Capital One is seeking a Principal Data Scientist to join their Recommendation & Personalization team within AI Foundations. This role is at the forefront of building state-of-the-art scalable AI/ML solutions for Capital One's award-winning mobile app, website, emails, and other digital channels. The position involves working with cutting-edge technologies and methodologies including reinforcement learning, recommender systems, causal inference, and multi-objective learning with transformers.
The ideal candidate will be a customer-focused innovator who can translate complex technical solutions into business value. You'll work with technologies like Python, AWS, Pyspark, and Nvidia Rapids/Merlin/Triton to analyze large volumes of data and build sophisticated machine learning models. The role requires both technical expertise in data science and machine learning, as well as strong leadership and communication skills.

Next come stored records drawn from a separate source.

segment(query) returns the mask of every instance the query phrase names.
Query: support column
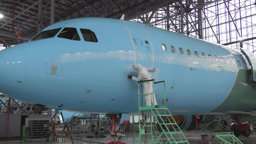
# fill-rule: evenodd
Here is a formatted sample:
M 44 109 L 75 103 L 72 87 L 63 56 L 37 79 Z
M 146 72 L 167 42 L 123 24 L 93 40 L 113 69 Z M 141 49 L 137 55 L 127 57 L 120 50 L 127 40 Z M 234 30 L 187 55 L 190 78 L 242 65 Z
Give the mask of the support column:
M 42 2 L 41 1 L 38 3 L 38 16 L 37 16 L 37 22 L 38 23 L 38 26 L 41 26 L 41 17 L 42 17 Z M 37 28 L 37 32 L 39 33 L 41 31 L 41 28 L 38 27 Z
M 170 30 L 170 5 L 168 4 L 166 7 L 166 30 Z
M 202 8 L 198 9 L 198 36 L 199 39 L 203 39 L 203 21 L 202 20 Z
M 181 6 L 181 10 L 180 12 L 180 15 L 181 16 L 181 34 L 184 33 L 184 30 L 183 29 L 183 5 L 182 5 L 182 0 L 180 1 L 180 4 Z
M 51 24 L 54 23 L 55 20 L 55 0 L 51 0 Z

Key responsibilities include partnering with cross-functional teams, developing and implementing machine learning models through all phases, and driving innovation in personalization technologies. The position offers competitive compensation ranging from $173,000 to $197,400 annually, depending on location, plus performance-based incentives and comprehensive benefits.
Capital One has a rich history of using data innovation to disrupt the financial industry, starting with their pioneering use of statistical modeling for credit card offers in 1988. Today, they continue this tradition by leveraging the latest computing and machine learning technologies across billions of customer records to create solutions that help people manage their financial lives more effectively.
This role requires a minimum of 5 years of experience with a Bachelor's degree in a quantitative field, or equivalent advanced degree combinations. Preferred qualifications include specialized experience in recommender systems, reinforcement learning, and GenAI application development. The position offers opportunities for growth and innovation in a collaborative, technology-driven environment.